While the military practices for this, and has decades of experience fighting wars in urban and mountainous terrain, another possibility is to use new technologies to create a signal relay between soldiers in the terrain and commanders farther away. To get there, the Army is developing an “aerial tier network,” or a system of flying machines that can serve as a signal relay.
An “[Aerial Tier Network] allows us to send data up to an asset in the aerial tier and then back down, permitting the signal to hop over obstructions to effectively obtain more nodes and extend the area of communication,” said Scott Newman, a project manager with the Army’s Program Executive Office Command Control Communications-Tactical.
In other words, having an aircraft available to relay signals means soldiers fighting in one valley can share information with soldiers on the other side of the ridge, without worrying that the signal is lost. As battlefields sprawl, encompassing villages, city neighborhoods, or great swaths of rough terrain, staying in touch with friendly forces over distance becomes more important.

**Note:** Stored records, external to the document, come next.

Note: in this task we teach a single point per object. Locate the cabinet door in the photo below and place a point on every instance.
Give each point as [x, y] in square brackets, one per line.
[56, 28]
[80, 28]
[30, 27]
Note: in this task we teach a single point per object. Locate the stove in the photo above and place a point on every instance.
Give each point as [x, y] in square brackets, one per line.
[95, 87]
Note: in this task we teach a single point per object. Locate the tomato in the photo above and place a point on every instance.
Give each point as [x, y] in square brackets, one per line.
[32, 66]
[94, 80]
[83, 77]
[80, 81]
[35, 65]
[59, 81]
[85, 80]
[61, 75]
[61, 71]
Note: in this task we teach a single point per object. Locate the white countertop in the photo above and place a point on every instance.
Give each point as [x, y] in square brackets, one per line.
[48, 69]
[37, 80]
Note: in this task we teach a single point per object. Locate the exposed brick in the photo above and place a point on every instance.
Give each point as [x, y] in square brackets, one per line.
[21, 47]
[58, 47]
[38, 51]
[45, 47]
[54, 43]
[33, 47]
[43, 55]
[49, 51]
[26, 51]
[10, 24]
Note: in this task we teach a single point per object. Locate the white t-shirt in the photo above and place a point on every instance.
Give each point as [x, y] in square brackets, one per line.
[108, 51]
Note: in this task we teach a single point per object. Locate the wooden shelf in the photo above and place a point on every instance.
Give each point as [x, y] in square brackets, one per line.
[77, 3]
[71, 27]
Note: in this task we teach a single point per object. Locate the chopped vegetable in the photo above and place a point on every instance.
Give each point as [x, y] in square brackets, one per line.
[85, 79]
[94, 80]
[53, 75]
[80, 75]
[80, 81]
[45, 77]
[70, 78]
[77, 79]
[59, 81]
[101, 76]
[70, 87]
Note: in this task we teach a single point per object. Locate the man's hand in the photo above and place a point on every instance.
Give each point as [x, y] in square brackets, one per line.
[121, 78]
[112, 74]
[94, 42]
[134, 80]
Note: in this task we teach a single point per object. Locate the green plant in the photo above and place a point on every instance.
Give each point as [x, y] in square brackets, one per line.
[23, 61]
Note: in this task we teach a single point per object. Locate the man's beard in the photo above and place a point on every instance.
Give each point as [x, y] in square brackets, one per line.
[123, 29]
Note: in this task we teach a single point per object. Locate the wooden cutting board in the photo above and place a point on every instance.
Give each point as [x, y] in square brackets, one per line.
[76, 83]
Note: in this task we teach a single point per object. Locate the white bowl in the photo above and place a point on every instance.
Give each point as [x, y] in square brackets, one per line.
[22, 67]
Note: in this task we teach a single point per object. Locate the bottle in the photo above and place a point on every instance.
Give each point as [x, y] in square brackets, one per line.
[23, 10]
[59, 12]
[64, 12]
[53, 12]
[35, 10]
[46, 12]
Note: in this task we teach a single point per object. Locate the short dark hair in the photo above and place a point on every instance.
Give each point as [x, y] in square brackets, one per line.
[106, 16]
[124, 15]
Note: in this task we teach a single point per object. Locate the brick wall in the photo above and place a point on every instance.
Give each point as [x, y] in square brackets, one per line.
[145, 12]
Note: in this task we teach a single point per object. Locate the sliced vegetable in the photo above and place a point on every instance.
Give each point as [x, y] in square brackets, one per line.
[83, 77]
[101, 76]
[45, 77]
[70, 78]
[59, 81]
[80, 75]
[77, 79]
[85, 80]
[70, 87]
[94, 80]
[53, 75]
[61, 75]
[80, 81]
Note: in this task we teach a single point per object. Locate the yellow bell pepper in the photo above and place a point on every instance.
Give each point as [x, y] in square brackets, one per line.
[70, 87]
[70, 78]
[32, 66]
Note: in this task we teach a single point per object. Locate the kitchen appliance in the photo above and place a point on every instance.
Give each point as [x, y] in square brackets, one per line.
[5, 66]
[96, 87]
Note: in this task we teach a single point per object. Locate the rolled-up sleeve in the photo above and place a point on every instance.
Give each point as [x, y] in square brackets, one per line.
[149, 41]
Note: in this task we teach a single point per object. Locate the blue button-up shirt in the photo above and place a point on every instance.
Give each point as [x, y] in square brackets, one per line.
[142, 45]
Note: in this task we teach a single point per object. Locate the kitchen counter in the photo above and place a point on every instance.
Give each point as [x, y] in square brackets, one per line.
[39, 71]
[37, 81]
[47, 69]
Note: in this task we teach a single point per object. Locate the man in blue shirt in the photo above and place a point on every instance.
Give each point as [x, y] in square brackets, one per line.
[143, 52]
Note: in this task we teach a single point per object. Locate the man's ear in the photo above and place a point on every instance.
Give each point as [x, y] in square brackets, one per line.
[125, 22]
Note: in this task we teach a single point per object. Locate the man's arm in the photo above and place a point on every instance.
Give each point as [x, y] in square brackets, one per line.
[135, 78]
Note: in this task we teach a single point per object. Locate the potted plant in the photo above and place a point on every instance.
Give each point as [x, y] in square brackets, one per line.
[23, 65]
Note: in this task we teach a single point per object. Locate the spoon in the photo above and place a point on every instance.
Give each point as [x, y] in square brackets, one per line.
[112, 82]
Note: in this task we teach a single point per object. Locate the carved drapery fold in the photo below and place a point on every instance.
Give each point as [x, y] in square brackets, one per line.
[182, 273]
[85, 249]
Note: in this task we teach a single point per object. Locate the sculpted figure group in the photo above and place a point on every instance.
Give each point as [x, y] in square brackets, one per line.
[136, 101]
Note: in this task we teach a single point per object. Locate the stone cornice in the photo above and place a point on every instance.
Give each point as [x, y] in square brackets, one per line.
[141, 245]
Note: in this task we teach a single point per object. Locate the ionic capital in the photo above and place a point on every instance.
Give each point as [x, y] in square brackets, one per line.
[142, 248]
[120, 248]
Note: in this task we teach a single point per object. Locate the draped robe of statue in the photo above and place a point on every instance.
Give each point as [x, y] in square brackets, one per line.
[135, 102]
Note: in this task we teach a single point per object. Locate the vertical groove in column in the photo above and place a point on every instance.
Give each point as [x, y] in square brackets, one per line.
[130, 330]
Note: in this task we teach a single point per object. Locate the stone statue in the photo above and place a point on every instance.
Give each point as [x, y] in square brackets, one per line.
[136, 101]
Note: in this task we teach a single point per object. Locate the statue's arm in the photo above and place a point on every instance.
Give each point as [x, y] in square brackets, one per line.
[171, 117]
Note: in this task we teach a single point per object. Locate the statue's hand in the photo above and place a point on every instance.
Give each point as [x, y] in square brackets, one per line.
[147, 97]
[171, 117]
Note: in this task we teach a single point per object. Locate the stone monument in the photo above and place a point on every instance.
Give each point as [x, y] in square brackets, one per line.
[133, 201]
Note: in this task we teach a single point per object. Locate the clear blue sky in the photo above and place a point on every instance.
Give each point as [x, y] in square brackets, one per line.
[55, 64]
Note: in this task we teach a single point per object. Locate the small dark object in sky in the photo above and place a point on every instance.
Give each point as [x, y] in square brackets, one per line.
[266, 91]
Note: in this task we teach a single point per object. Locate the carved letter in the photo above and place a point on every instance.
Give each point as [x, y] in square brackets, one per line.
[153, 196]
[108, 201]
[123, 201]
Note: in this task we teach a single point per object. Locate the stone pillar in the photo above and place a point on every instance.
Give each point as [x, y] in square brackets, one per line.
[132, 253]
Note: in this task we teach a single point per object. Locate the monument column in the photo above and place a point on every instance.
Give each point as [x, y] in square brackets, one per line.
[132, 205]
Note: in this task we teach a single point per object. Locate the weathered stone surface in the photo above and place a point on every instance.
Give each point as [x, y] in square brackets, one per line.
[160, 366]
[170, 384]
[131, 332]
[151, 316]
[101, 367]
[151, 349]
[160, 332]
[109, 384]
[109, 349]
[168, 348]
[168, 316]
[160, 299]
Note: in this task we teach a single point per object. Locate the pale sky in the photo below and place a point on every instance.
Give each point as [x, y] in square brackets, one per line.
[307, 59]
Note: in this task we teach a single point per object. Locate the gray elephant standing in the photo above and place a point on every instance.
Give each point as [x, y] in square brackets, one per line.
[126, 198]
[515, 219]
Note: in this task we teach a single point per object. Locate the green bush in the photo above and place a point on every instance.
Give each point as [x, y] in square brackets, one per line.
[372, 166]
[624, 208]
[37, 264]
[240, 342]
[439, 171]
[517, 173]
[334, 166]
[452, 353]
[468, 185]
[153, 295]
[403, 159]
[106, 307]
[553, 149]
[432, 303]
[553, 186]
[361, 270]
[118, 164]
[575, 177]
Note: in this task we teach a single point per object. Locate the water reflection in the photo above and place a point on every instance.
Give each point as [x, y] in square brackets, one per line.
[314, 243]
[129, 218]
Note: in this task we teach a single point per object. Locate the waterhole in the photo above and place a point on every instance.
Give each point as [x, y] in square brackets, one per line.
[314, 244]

Losing communication can mean getting isolated, ambushed, or simply not advancing quickly enough. Maintaining a communication link can instead let soldiers outmaneuver their enemies, spot weaknesses, share information about attacks, and maintain cohesion while fighting as part of a larger force.
In the 2021 Project Convergence technology demonstration, the Army used drones to facilitate this over-the-hill communication, though the aerial tier network can work with more than just drones. Provided the aircraft can receive and relay signals, the job could be performed by circling planes, helicopters operating in the area, or even new aircraft in the works as part of the Army’s Future Vertical Lift program.

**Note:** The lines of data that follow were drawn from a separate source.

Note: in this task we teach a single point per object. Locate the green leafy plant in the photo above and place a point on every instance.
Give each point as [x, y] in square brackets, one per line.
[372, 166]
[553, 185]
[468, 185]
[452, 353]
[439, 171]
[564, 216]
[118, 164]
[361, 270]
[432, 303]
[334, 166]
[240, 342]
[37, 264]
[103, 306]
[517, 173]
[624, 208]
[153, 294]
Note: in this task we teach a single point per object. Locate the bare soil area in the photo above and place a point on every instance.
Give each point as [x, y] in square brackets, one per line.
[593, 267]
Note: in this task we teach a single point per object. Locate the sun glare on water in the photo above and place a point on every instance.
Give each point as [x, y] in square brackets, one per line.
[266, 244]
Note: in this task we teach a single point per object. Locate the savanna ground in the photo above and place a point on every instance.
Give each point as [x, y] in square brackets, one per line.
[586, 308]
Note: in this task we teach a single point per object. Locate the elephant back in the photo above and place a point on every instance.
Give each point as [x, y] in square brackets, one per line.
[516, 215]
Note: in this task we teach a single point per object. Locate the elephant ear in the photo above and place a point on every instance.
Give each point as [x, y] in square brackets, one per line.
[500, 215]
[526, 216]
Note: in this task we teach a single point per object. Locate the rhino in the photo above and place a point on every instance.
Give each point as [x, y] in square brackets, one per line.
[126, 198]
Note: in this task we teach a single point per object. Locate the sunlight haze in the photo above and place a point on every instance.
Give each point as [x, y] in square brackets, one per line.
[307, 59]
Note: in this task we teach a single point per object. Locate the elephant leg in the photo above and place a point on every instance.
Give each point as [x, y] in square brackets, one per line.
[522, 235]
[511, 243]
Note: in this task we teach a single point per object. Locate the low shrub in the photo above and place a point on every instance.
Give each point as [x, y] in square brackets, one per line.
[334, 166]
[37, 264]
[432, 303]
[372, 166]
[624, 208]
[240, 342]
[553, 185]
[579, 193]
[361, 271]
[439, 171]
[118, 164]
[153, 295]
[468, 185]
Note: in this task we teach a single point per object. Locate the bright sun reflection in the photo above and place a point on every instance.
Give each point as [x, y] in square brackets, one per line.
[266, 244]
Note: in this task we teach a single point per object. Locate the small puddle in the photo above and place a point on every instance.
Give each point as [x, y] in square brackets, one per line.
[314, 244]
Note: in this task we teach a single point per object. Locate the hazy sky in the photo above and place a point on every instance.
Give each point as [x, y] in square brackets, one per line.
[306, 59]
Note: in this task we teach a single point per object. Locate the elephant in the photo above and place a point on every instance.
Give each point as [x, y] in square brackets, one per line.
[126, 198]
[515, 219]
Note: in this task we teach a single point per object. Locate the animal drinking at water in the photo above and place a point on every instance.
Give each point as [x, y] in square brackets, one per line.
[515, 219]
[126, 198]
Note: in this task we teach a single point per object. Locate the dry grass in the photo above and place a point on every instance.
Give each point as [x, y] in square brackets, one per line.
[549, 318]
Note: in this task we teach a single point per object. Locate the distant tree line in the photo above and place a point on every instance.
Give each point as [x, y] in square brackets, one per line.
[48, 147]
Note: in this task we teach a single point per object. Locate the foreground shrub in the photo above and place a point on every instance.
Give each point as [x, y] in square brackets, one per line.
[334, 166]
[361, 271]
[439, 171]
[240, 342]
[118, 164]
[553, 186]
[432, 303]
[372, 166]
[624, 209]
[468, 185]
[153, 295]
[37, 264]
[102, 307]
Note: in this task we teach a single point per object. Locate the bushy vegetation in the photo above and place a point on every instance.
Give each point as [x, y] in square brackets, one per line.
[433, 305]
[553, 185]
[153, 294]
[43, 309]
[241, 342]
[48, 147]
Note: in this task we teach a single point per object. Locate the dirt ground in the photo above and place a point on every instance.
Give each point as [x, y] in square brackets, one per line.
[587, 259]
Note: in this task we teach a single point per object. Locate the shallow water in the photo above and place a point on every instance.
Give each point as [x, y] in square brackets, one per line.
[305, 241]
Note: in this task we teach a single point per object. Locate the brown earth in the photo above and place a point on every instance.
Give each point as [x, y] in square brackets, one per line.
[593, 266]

In May, reports C4ISRNET, Greg Napoli of the Army Futures Command Network Cross-Functional Team told an industry meeting that Aerial Tier could mean everything from armed planes to aerostats, which are basically tethered balloons with communications relays. Other options include tall, portable relay antennas and drones.
At present, this kind of up-and-over-the-hill communication is done through satellites, but satellites have limits. While many communications networks aim for reliable continuous global coverage, the signals can be blocked by jammers, and the satellites could be vulnerable in a war if a country uses anti-satellite missiles or other space weaponry to destroy them.
An aerial network, instead, can be brought to where the soldiers are, and offers a communication link immediately overhead, with one that can be taken down and transported elsewhere as the fighting shifts. All of this is designed to enhance the Army’s ability to stay in touch and coordinate while spaced apart from friendly forces. This kind of dispersed communication is called NLOS, for “Not Line of Sight.”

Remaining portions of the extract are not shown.